Would-be bomber, Saajid Badat, used sacrifice72 as his e-mail name
A British prisoner who plotted to blow a US passenger plane out of the sky was so determined to die for al-Qaeda that he used the e-mail address firstname.lastname@example.org, he admitted in court.
Saajid Badat, 35, told the New York trial of British hate preacher Abu Hamza that he used the Yahoo account while researching Jewish targets in South Africa.
The word sacrifice was a nod to his determination to die in the cause of violent jihad and 72 was a reference to the number of virgins that al-Qaeda preached a "martyr" is entitled to deflower in heaven.
Badat said he went to Pakistan in mid-2001 to use the internet to research Jewish targets, which included a Holocaust museum, synagogues and the diamond industry.
Under cross-examination on Tuesday from Hamza's lawyer Jeremy Schneider, he said he spent two days preparing a "detailed" report for al-Qaeda bosses on the targets.
He admitted he was willing to see women and children killed should the attacks have gone ahead.
When al-Qaeda asked him instead to blow a US jet out of the sky and murder hundreds of people in late 2001, he confessed that he felt "honoured" and "proud".
Badat flew back to Britain from Pakistan, via the Netherlands and Turkey, with a shoe bomb strapped to his foot but backed out of the plot in December 2001.
Badat testified by video link from Britain because he faces 30 years to life imprisonment in the United States over the shoe bomb plot.
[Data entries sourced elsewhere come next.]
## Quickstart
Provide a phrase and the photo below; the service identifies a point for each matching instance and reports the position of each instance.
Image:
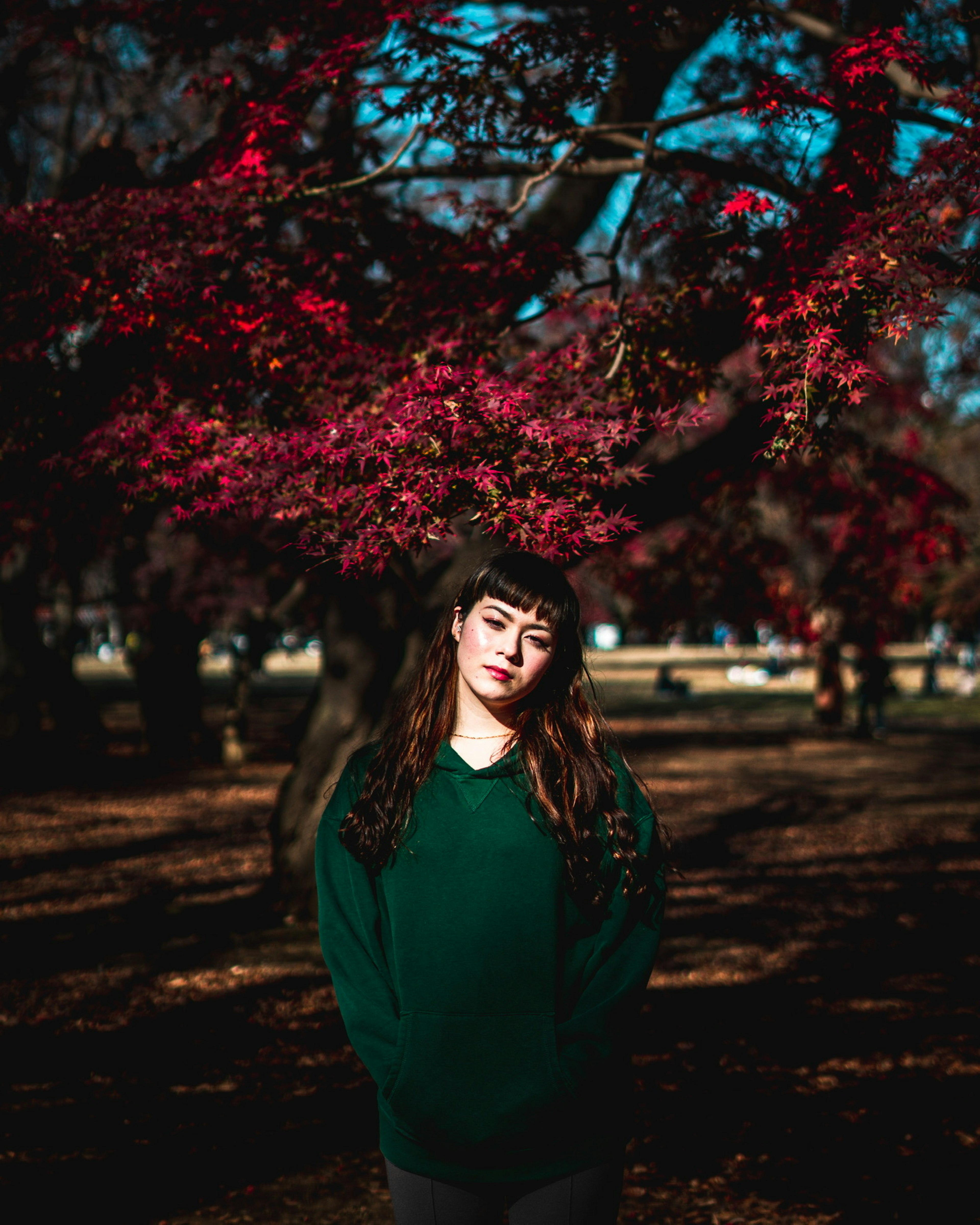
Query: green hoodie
(486, 1005)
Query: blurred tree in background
(377, 287)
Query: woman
(491, 900)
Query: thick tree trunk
(373, 633)
(364, 645)
(46, 713)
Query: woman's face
(503, 653)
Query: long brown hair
(563, 740)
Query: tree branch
(826, 31)
(663, 161)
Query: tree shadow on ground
(810, 1045)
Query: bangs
(530, 584)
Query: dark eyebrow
(537, 625)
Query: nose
(511, 649)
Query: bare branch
(910, 116)
(663, 161)
(541, 178)
(382, 172)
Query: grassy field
(809, 1049)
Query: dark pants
(589, 1198)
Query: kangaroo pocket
(463, 1080)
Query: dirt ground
(809, 1049)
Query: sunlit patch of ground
(809, 1049)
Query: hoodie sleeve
(351, 935)
(614, 966)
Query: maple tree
(335, 270)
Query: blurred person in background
(873, 672)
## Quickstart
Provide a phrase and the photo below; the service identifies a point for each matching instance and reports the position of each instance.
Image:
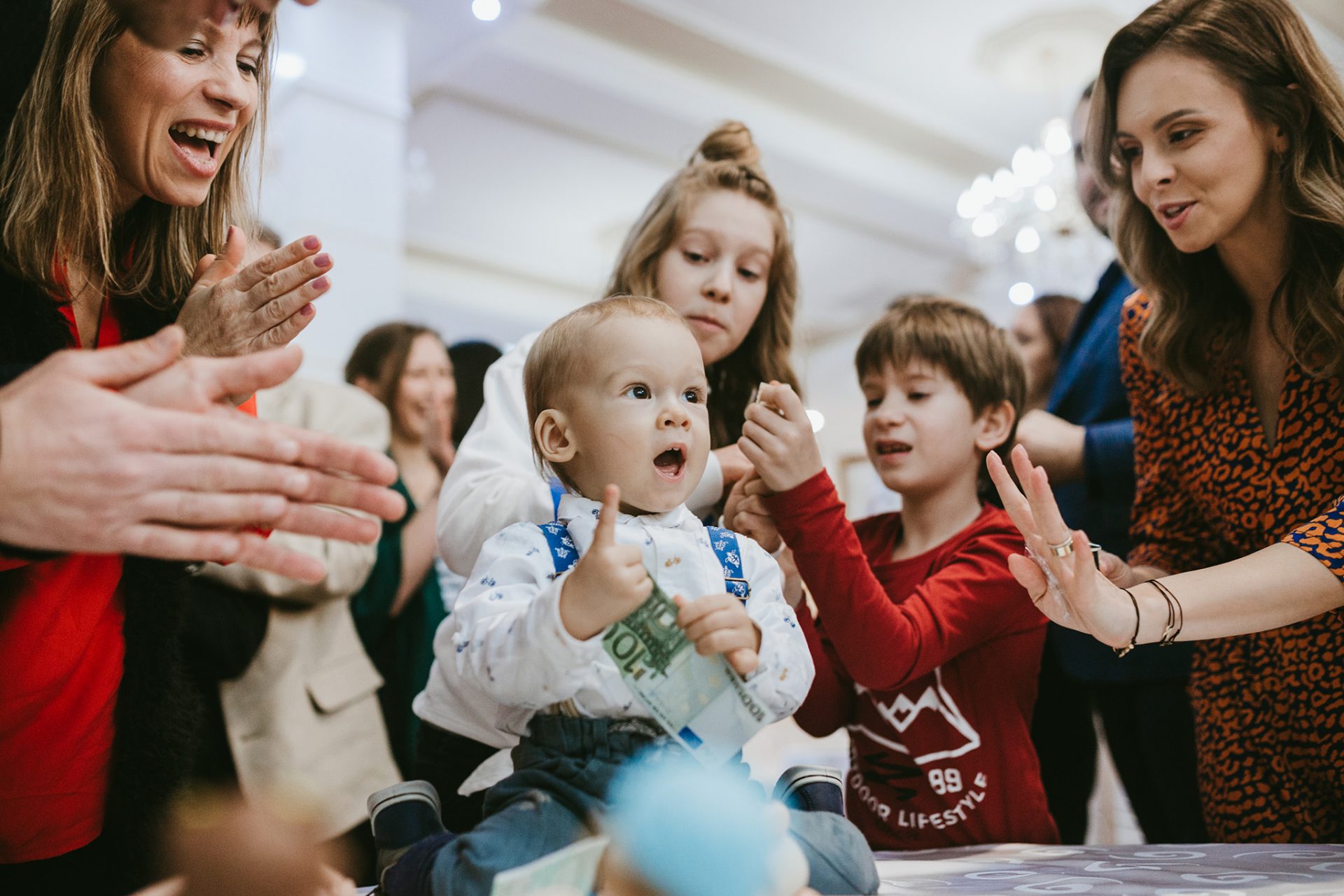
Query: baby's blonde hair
(559, 354)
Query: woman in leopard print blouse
(1226, 127)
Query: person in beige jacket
(304, 716)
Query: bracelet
(1175, 614)
(1133, 641)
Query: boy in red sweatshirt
(925, 647)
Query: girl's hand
(1069, 590)
(733, 464)
(608, 582)
(720, 624)
(235, 309)
(746, 514)
(780, 442)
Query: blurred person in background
(470, 359)
(406, 367)
(1085, 440)
(1040, 332)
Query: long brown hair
(58, 183)
(726, 159)
(1265, 50)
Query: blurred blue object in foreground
(690, 830)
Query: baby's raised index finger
(277, 261)
(605, 532)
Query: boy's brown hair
(558, 355)
(956, 339)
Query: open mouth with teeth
(202, 144)
(671, 464)
(1175, 216)
(888, 448)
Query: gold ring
(1063, 548)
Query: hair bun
(730, 141)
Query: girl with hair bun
(714, 244)
(1221, 125)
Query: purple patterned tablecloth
(1199, 869)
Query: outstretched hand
(235, 309)
(608, 582)
(1070, 590)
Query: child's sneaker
(402, 816)
(811, 789)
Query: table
(1202, 869)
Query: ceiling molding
(691, 41)
(913, 239)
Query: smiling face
(171, 117)
(1198, 160)
(717, 272)
(921, 431)
(426, 384)
(638, 415)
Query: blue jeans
(564, 769)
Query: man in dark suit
(1085, 440)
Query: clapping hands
(235, 309)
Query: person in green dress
(406, 367)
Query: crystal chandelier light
(1025, 226)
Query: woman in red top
(1228, 127)
(122, 164)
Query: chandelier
(1025, 227)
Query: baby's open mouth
(671, 464)
(200, 141)
(891, 447)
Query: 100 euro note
(566, 872)
(701, 701)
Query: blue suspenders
(723, 542)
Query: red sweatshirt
(932, 665)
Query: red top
(61, 652)
(932, 665)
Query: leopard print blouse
(1269, 707)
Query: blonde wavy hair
(726, 159)
(58, 183)
(1265, 50)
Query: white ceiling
(537, 139)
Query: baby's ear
(995, 425)
(553, 437)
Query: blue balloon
(689, 830)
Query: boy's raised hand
(720, 624)
(608, 582)
(780, 442)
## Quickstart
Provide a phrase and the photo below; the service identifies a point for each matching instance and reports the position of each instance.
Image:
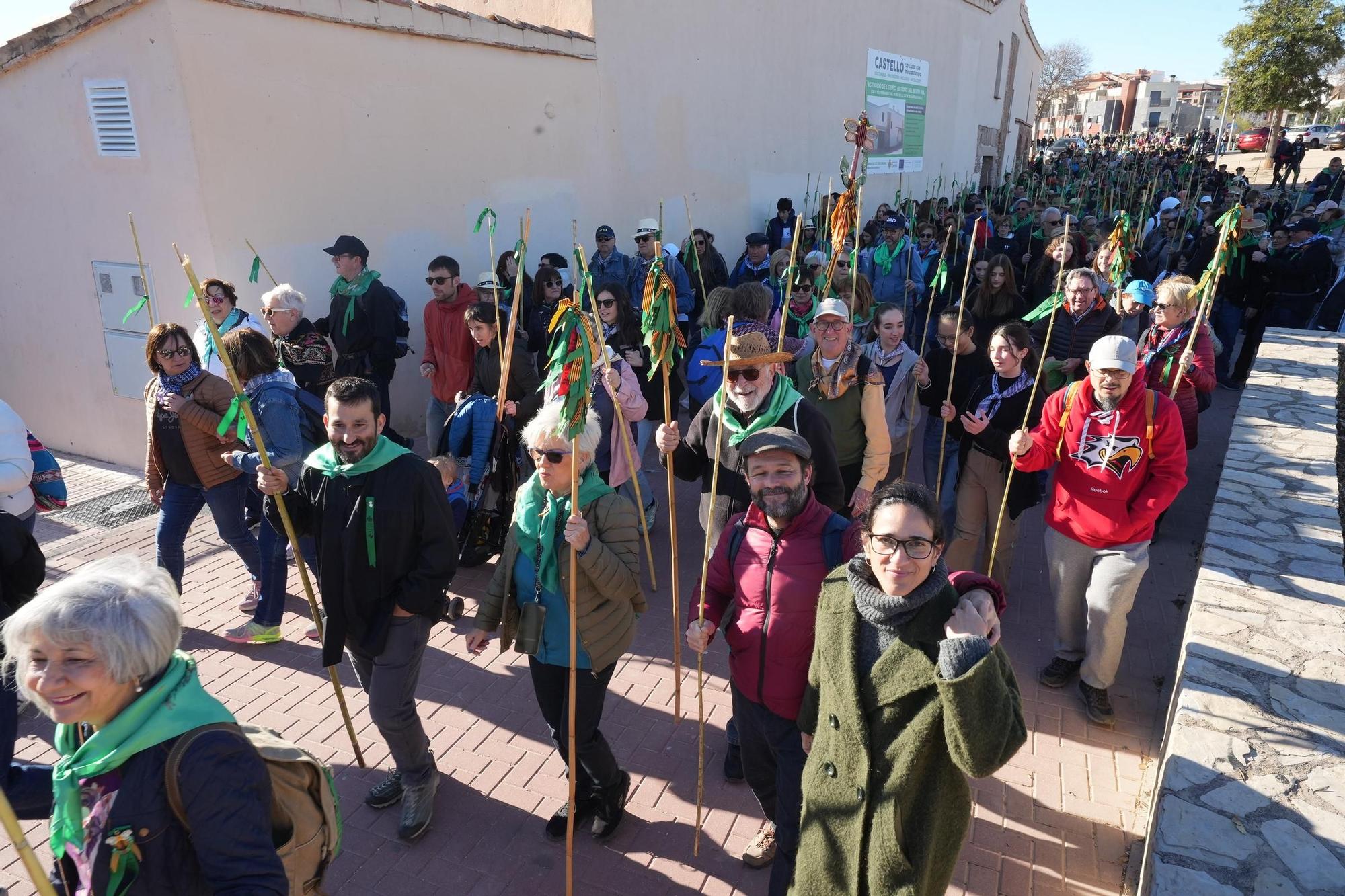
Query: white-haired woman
(303, 352)
(528, 602)
(99, 654)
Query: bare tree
(1066, 64)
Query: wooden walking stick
(145, 284)
(705, 569)
(244, 407)
(259, 263)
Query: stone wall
(1253, 780)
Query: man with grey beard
(1122, 460)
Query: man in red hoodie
(450, 352)
(1122, 460)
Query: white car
(1313, 135)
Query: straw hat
(750, 350)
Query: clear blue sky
(1179, 37)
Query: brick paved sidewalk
(1059, 818)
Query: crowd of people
(1027, 349)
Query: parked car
(1313, 135)
(1253, 140)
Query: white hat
(1113, 353)
(832, 307)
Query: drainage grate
(112, 510)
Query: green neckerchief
(536, 513)
(329, 464)
(782, 399)
(883, 257)
(173, 705)
(342, 287)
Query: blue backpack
(701, 381)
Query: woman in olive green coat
(907, 697)
(528, 602)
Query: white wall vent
(110, 114)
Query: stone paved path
(1061, 818)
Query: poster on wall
(895, 92)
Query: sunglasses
(549, 456)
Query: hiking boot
(611, 807)
(586, 806)
(1059, 673)
(419, 810)
(249, 603)
(1097, 704)
(385, 792)
(254, 634)
(761, 852)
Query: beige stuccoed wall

Mustafa Kamel Mustafa, 56, better known in Britain as Abu Hamza al-Masri, has pleaded not guilty to 11 kidnapping and terror charges which pre-date the September 11, 2001, terror attacks.
He faces spending the rest of his life in a maximum-security US prison if convicted in the Manhattan federal court after a trial expected to last well into this month.
Hamza is blind in one eye and had both arms blown off in an explosion in Afghanistan years ago.